Cephus didn’t like being ignored by his brothers; his Mom was enough.  He got mad and started dragging his feet behind them as they neared the front fence.  He noticed his mother wasn’t standing in the window the way she usually did, since it had been longer than usual since he slammed the door.  She was probably still asleep.  Maybe she was more tired than usual.  Instead of following them inside, he just kept walking, down the block, around the viaduct and onto the railroad tracks.  He thought he’d hear his mother’s voice any second now.  He absently waited for it.  If he’d been paying attention, he would have noticed the black car following closely behind him.  It was the same car he had seen further down the block, inching closer every day for the last two weeks.  He’d told his mom about it, but she just waved the thought away.

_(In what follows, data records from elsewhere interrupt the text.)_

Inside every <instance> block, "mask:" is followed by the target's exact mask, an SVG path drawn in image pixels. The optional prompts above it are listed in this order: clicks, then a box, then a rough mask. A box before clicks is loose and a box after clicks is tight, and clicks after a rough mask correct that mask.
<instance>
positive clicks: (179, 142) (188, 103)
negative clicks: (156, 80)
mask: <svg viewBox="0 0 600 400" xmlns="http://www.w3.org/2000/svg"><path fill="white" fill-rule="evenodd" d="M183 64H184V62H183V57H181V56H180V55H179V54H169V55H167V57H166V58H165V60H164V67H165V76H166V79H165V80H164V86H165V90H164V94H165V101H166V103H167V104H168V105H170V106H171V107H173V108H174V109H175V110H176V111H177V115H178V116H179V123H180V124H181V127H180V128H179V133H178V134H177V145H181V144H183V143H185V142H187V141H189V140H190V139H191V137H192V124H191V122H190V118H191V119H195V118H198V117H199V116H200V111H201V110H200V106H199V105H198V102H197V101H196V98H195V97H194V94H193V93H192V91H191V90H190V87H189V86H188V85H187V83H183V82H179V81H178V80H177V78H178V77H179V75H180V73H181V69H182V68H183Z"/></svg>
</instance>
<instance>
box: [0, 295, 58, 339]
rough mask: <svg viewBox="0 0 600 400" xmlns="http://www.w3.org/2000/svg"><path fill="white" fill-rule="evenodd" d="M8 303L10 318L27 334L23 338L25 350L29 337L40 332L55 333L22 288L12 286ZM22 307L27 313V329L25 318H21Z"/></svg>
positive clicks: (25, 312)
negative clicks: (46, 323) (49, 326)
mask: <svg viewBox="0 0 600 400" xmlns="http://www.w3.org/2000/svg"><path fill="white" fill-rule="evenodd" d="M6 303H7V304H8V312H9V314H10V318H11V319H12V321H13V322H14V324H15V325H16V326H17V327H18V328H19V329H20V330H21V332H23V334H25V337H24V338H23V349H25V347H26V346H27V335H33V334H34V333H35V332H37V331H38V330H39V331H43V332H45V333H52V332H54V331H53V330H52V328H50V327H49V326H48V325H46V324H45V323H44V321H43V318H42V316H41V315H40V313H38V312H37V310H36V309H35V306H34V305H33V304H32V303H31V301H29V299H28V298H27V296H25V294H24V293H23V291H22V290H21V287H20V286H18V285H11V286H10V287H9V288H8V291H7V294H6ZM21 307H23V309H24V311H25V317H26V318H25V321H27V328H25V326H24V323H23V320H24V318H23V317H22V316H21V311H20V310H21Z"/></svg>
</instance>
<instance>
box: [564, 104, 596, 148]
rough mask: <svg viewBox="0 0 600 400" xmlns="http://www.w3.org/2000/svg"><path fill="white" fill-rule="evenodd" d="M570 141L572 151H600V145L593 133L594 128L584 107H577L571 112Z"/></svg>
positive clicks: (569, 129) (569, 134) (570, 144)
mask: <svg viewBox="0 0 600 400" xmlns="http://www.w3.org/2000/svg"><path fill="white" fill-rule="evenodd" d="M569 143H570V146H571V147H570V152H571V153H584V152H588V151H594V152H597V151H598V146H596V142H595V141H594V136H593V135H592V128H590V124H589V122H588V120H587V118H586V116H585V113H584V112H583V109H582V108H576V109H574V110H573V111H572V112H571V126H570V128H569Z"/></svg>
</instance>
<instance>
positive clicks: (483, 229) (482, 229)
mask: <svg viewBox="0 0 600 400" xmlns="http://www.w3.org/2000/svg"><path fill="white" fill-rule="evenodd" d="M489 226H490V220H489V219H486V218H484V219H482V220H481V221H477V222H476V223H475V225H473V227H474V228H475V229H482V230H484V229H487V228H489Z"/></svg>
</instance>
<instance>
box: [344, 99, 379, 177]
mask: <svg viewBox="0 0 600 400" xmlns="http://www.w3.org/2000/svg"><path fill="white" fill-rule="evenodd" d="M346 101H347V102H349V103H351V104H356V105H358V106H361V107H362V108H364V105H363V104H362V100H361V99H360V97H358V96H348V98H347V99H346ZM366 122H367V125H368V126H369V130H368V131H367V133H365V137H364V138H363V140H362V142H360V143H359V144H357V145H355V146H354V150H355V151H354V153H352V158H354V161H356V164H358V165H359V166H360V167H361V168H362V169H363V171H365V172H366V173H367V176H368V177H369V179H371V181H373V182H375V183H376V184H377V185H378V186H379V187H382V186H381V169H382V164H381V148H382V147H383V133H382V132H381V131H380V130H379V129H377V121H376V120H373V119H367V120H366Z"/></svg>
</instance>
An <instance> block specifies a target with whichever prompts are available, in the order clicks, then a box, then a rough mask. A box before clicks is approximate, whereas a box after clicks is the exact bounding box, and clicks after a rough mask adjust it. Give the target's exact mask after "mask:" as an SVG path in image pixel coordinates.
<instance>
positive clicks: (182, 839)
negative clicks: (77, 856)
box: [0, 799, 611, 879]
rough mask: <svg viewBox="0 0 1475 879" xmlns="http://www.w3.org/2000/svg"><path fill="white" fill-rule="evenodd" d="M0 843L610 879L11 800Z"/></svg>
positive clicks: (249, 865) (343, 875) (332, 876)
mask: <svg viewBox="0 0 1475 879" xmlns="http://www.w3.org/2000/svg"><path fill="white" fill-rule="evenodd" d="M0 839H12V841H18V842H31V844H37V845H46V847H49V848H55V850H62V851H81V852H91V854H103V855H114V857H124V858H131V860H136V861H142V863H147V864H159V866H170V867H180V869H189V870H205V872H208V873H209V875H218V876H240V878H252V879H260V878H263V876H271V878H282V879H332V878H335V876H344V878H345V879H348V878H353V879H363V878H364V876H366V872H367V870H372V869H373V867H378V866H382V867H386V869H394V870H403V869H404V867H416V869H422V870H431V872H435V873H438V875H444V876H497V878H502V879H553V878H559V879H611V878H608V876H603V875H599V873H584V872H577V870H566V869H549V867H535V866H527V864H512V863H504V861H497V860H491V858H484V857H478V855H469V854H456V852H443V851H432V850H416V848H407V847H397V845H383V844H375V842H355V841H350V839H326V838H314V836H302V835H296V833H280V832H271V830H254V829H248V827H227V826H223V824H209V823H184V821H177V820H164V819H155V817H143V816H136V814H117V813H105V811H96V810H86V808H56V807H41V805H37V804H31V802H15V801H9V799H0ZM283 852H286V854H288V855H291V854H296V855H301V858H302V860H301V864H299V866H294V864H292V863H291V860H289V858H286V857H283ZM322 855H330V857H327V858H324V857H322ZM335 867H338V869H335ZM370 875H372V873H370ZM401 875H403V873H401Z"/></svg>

He kept walking down the tracks, waiting for his mother’s calls, and was amazed at what could be found in and around the gravel between the ties; some metal, glass, shining rocks, even a quarter.  He thought that he could probably find everything he needed here to take him far away from the brothers who ignored him.  He began putting things in the pockets of his blue bib overalls, even imagining them being jealous of what he’d found.

The signs read, “Lost little boy.  Last seen two weeks ago wearing blue-bib overalls. He answers to the name of Cephus.  Anyone with any information, please call the city lost and found line at 311-HOME.”

When Cephus finally did return his mother grabbed him and held him so tight he couldn’t breathe.  Then she smacked him lightly on the bottom and told him to go to his room.  He was glad, though you wouldn’t have known it by the vacant stare of his eyes.  His mother recognized that stare; she’d seen it before when she looked askance at herself in the mirror; a smile, but the eyes did not connect to it.  He was hiding something too.  It was difficult to see responsibility when smeared with remorse, blame, and self-pity.  She knew she would never ask him what happened or where he had been.

She saw as he neared the room he shared with his brothers that he no longer had the stride of a child, but more appropriately the limp of someone broken.  He peeled off his new blue bib overalls outside in the hall.  She could tell he’d never wear them again.  They might be new, but somehow he had already outgrown them.

When she leaned over to pick them up, she was amazed at the objects that fell out of the bib, some metal, glass, shining rocks, even a quarter.  She also found the stub of a ticket welcoming him to Disneyland.  Her boy truly had seen the world, but had the world seen him?  She had that ache in her heart; the one all mothers have when the tears come from way down deep.  She busily brushed them away as she gathered up the objects and the overalls.  She threw the overalls in the trash.  She put the objects in the pocket of her terrycloth robe.  His brothers would be home soon.  She had to prepare them not to ask questions.  They would have to suffer another secret unspoken as they again hoped Daddy didn’t return.